Given $A,B\in SO(3)$, direct matrix multiplication computes $C=AB$ with 27 multiplies. The group $SO(3)$ is a $3$-dimensional manifold. This suggests that direct matrix multiplication, which thinks of elements of $SO(3)$ as 9-dimensional, is not optimal. What is the minimal number of multiplies necessary to compute $C$?
Fast multiplication of orthogonal matrices
2 Answers
Off the top of my head, if you represent elements of $SO(3)$ via lifting them to elements of $SU(2)$, a product can be computed with 8 multiplies. But they're multiplies of complex numbers which are 4 multiplies each for 32 in all.
But, we can use Strassen's algorithm to compute the matrix product in 7 multiplies, and Karatsuba to compute a complex product in 3 multiplies for 21 in all.
Of course, elements of $SU(2)$ aren't general matrices, they have a special form. If you write out the four entries, it's clear you can compute the terms with 4 complex multiplies along with some adds and conjugations, so 12 real multiplies in all if we use Karatsuba or 16 otherwise.
Using Euler-Rodrigues form, we can represent the rotation as 4 real numbers. The stated composition formula requires 16 products. But we can get away with only 10 products. First compute $a_1 a_2$, $b_1 b_2$, $c_1 c_2$, and $d_1 d_2$, then use the idea of Karatsuba to get the rest of the terms in pairs. For example, you can get $a_1b_2 + a_2b_1$ by the single product $(a_1 + b_1)(a_2 + b_2)$ and subtracting off the unwanted terms.
There are more representations listed on wikipedia, but I haven't looked into how much a product would cost in those representations.

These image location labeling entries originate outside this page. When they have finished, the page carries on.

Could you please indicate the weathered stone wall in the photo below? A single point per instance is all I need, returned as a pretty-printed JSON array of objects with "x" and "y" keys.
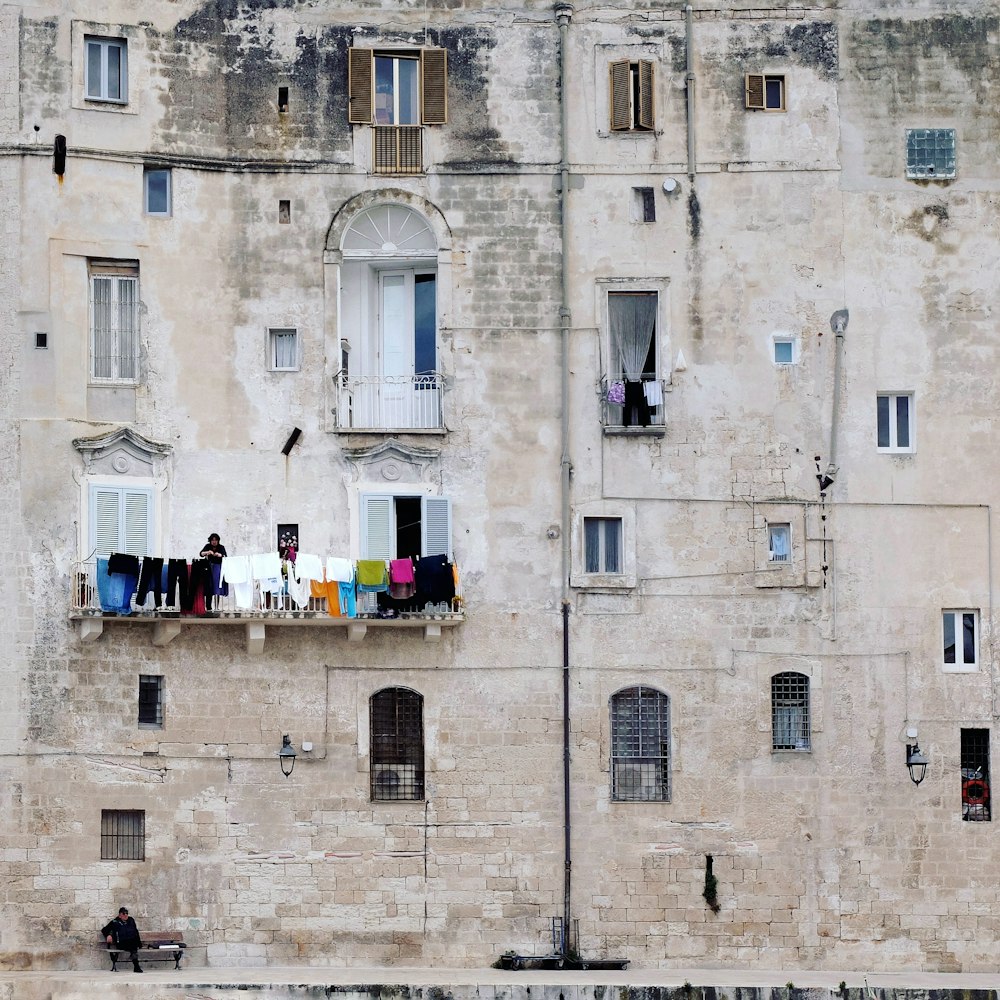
[{"x": 827, "y": 859}]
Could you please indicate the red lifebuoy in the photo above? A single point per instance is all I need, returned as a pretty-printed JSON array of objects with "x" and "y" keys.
[{"x": 975, "y": 792}]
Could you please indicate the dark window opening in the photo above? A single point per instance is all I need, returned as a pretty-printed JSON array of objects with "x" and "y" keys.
[
  {"x": 976, "y": 775},
  {"x": 397, "y": 751},
  {"x": 151, "y": 701},
  {"x": 123, "y": 835}
]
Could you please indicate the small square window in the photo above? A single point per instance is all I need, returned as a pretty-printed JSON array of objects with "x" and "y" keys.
[
  {"x": 894, "y": 419},
  {"x": 150, "y": 701},
  {"x": 779, "y": 543},
  {"x": 283, "y": 349},
  {"x": 765, "y": 92},
  {"x": 784, "y": 352},
  {"x": 930, "y": 153},
  {"x": 106, "y": 69},
  {"x": 123, "y": 835},
  {"x": 602, "y": 542},
  {"x": 156, "y": 187},
  {"x": 961, "y": 640}
]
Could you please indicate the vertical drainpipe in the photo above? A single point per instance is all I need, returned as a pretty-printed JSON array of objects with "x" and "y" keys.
[
  {"x": 689, "y": 81},
  {"x": 564, "y": 14}
]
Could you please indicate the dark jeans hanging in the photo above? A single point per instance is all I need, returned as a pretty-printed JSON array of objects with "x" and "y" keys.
[{"x": 151, "y": 576}]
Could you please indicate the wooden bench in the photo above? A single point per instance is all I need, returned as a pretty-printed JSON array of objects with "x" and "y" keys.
[{"x": 158, "y": 946}]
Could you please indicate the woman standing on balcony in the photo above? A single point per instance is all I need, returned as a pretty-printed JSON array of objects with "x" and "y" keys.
[{"x": 213, "y": 553}]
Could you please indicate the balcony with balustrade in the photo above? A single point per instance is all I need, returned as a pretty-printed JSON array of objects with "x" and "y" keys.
[{"x": 390, "y": 402}]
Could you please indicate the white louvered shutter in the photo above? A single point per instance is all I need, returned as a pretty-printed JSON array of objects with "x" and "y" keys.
[
  {"x": 435, "y": 527},
  {"x": 376, "y": 526}
]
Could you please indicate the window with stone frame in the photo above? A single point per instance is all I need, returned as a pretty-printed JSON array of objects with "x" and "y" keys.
[
  {"x": 397, "y": 745},
  {"x": 640, "y": 745}
]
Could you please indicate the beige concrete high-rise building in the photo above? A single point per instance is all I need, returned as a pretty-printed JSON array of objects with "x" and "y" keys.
[{"x": 661, "y": 339}]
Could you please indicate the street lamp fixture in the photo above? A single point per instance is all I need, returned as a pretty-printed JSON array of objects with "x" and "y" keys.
[
  {"x": 916, "y": 763},
  {"x": 286, "y": 756}
]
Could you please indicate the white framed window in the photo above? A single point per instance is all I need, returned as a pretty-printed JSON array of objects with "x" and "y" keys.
[
  {"x": 602, "y": 545},
  {"x": 779, "y": 543},
  {"x": 394, "y": 526},
  {"x": 790, "y": 728},
  {"x": 894, "y": 421},
  {"x": 960, "y": 635},
  {"x": 765, "y": 91},
  {"x": 631, "y": 92},
  {"x": 121, "y": 520},
  {"x": 157, "y": 191},
  {"x": 930, "y": 153},
  {"x": 106, "y": 69},
  {"x": 283, "y": 349},
  {"x": 114, "y": 321},
  {"x": 784, "y": 350}
]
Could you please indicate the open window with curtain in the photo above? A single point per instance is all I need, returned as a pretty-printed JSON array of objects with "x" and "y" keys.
[{"x": 633, "y": 391}]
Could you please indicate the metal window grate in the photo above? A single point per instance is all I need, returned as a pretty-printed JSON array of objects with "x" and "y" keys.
[
  {"x": 397, "y": 756},
  {"x": 640, "y": 746},
  {"x": 790, "y": 728},
  {"x": 123, "y": 835},
  {"x": 150, "y": 700},
  {"x": 976, "y": 775},
  {"x": 930, "y": 152}
]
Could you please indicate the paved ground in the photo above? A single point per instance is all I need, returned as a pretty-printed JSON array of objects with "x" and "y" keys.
[{"x": 81, "y": 983}]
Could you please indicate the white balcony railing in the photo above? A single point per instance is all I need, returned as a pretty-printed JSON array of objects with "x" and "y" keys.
[
  {"x": 649, "y": 411},
  {"x": 391, "y": 402}
]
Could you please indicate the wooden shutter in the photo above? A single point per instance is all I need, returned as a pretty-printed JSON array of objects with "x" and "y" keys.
[
  {"x": 434, "y": 86},
  {"x": 755, "y": 91},
  {"x": 435, "y": 527},
  {"x": 376, "y": 526},
  {"x": 360, "y": 86},
  {"x": 621, "y": 118},
  {"x": 646, "y": 104}
]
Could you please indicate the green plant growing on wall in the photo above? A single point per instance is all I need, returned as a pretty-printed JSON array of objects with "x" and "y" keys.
[{"x": 711, "y": 890}]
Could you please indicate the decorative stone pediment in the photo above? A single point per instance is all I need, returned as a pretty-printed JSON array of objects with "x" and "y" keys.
[
  {"x": 123, "y": 453},
  {"x": 393, "y": 462}
]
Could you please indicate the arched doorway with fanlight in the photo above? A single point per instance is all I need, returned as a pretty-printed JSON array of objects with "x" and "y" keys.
[{"x": 388, "y": 316}]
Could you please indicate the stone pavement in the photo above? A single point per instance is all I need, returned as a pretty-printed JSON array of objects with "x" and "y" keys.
[{"x": 305, "y": 983}]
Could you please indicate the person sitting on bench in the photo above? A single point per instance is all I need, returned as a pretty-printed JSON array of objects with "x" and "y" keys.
[{"x": 122, "y": 933}]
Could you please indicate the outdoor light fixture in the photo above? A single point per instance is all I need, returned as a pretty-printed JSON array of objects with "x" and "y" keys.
[
  {"x": 286, "y": 756},
  {"x": 916, "y": 763}
]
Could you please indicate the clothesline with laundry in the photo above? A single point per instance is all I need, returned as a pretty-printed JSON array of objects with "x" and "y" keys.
[{"x": 127, "y": 584}]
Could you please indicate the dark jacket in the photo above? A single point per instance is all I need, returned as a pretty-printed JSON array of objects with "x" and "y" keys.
[{"x": 124, "y": 933}]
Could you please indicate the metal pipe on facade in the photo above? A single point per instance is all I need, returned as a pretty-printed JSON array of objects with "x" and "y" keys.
[
  {"x": 689, "y": 85},
  {"x": 564, "y": 14}
]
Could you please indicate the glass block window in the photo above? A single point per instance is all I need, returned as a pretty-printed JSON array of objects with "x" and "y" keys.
[
  {"x": 930, "y": 152},
  {"x": 976, "y": 775},
  {"x": 790, "y": 711},
  {"x": 397, "y": 754},
  {"x": 123, "y": 835},
  {"x": 640, "y": 746}
]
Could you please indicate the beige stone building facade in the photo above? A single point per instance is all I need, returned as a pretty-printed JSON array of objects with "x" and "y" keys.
[{"x": 670, "y": 328}]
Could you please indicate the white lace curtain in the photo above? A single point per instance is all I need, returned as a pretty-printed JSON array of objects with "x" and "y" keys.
[{"x": 632, "y": 319}]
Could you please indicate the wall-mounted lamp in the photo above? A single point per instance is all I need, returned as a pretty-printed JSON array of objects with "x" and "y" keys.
[
  {"x": 916, "y": 763},
  {"x": 286, "y": 756}
]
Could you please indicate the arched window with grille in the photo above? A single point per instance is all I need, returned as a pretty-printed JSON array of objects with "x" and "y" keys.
[
  {"x": 397, "y": 745},
  {"x": 790, "y": 728},
  {"x": 640, "y": 745}
]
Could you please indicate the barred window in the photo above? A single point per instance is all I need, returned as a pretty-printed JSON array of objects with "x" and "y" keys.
[
  {"x": 976, "y": 775},
  {"x": 640, "y": 746},
  {"x": 123, "y": 835},
  {"x": 150, "y": 701},
  {"x": 790, "y": 729},
  {"x": 397, "y": 751}
]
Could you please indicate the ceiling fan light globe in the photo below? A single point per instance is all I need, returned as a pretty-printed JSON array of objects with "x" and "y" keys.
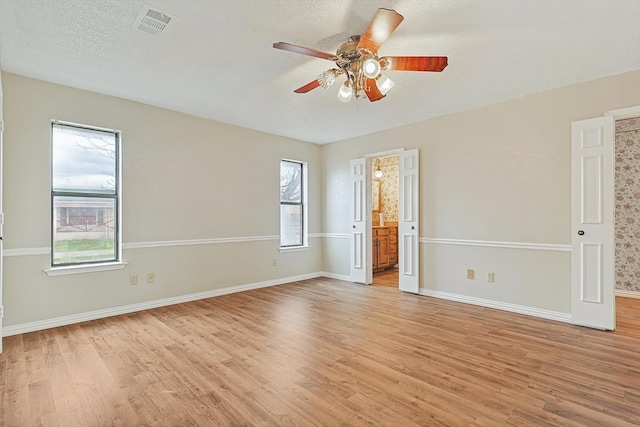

Keep in mind that fewer products isn't always better: the adds and other things take time too, and different algorithms behave differently with respect to numerical stability.
- 
1What I would like to know is if matrix form is competitive with Euler-Rodrigues/quaternion form. Quaternion form needs to convert to matrix form to be used in opengl but quaternions make slerp and rotation composition easy. Whereas composition and slerp seem more difficult with matrix form but matrix form doesn't take an efficiency hit since it is already in a form that opengl expects. So to compare the total costs of either form it is necessary to know the true cost of composition of matrix form among other things. – 2012-06-09
- 
1If you have a particular application in mind, the details of the calculation you need to do are important! But anyways, it looks like it's only 10 multiplies to convert from ER to the usual matrix form (I haven't tried to optimize it), so in terms of counting multiplies, it's still better to use ER internally, then converting to a matrix as necessary rather than doing 27 multiplies for a matrix product. But you really need to profile these things, since counting multiplies is only part of the actual runtime cost. – 2012-06-09
- 
0More particularly, recent GPUs have dedicated hardware for doing matrix multiplications (or what amounts to dedicated hardware for it) which means that those computations are likely to be much faster than any algorithmic 'acceleration' you can provide. – 2012-12-31
I was interested in the same question, and found this thread. Clearly, quaternion or SU(2) multiplication takes no more than 12 real multiplications, since complex multiplication takes no more than 3 real multiplications
http://mathworld.wolfram.com/ComplexMultiplication.html
The question though is if there are similar tricks that can be done to reduce the number of multiplications for rotation matrices, without converting to another representation. In the 2x2 rotation matrix case, it again takes no more than 3 multiplies, by the same reasoning as in complex multiplication. It's possible, in the 3x3 case, to use the cross product to get the last column of C from the first two. This saves 3 multiplications, and uses the fact that C is orthogonal. It doesn't use the orthogonality of A or B though. Can something better be done?